THE continuing protests in Hong Kong against the Chinese government are a capsule summary of the tension between the need for order and the freedoms that most of us living in liberal democracies take for granted.

The authorities in Beijing say that the protests are "horrendous incidents" that have caused "serious damage to the rule of law".

But they originated with disquiet over proposals by the Chinese government for a new law that would allow Hong Kong citizens to be extradited to mainland China if accused of certain offences - which many residents interpreted as a way of cracking down on dissent.

The fact that the Chinese government wants to crack down on those who protest against cracking down on dissent speaks for itself.

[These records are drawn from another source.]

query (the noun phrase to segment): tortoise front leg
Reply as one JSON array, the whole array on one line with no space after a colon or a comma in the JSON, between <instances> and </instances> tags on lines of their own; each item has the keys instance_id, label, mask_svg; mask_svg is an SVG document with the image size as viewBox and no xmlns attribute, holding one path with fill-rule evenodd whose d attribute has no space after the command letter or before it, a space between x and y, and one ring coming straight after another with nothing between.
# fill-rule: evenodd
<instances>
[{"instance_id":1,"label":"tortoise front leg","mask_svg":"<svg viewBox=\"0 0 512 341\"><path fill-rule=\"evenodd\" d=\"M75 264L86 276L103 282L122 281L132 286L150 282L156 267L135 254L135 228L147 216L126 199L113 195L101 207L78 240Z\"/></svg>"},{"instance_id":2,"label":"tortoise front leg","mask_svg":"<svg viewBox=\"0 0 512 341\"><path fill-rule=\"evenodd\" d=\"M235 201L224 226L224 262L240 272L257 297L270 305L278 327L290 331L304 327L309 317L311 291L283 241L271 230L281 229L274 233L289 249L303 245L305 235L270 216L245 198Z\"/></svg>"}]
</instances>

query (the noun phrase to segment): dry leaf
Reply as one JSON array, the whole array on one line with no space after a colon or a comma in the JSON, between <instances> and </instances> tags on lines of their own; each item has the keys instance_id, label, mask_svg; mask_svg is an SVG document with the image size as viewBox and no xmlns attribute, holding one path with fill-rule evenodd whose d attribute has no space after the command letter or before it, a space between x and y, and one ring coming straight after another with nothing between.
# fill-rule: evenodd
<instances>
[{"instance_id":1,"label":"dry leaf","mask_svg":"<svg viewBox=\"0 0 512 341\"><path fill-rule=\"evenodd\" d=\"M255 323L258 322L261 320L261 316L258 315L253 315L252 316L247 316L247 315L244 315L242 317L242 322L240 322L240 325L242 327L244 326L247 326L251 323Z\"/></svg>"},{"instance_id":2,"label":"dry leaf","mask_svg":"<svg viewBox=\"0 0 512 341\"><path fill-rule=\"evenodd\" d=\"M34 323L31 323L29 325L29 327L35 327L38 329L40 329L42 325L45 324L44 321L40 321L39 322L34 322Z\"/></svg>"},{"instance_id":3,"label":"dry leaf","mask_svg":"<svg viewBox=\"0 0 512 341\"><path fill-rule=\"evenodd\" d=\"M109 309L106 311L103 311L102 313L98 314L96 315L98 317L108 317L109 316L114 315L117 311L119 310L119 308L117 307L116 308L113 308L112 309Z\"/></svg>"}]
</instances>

For all its much-vaunted economic liberalisation, China remains an authoritarian - if not totalitarian - state, and it can be no surprise if the current residents of Hong Kong have shown their reluctance to live under such a system.

No system of government is perfect, and there are no doubt lots of negative things that can be said about the kind of system that we have in this country, for instance.

But the fact is that the kind of democracy that is is practised in the West is the only system of government that has even half-successfully shown any concern for ordinary un-powerful people.

This does not alter the fact that government is power, and it would be idle to pretend that there are not those here in the UK who would love to crack down on those who disagree with them in exactly the way that the Chinese have done in Hong Kong.

The best way to contain that kind of untrammelled abuse of power is to insist upon the continued supremacy of freedom of speech and of freedom of assembly.

All attempts to clamp down on either of these freedoms should be looked upon with the deepest suspicion, no matter how pure-seeming or compassionate-seeming are the proposers.

The fact that some individual or group find a given piece of speech offensive is not good enough, because there is bound to be someone, somewhere, who will find any given bit of speech offensive.

The cry of "I'm offended" must not be allowed to become a card that trumps all other freedoms.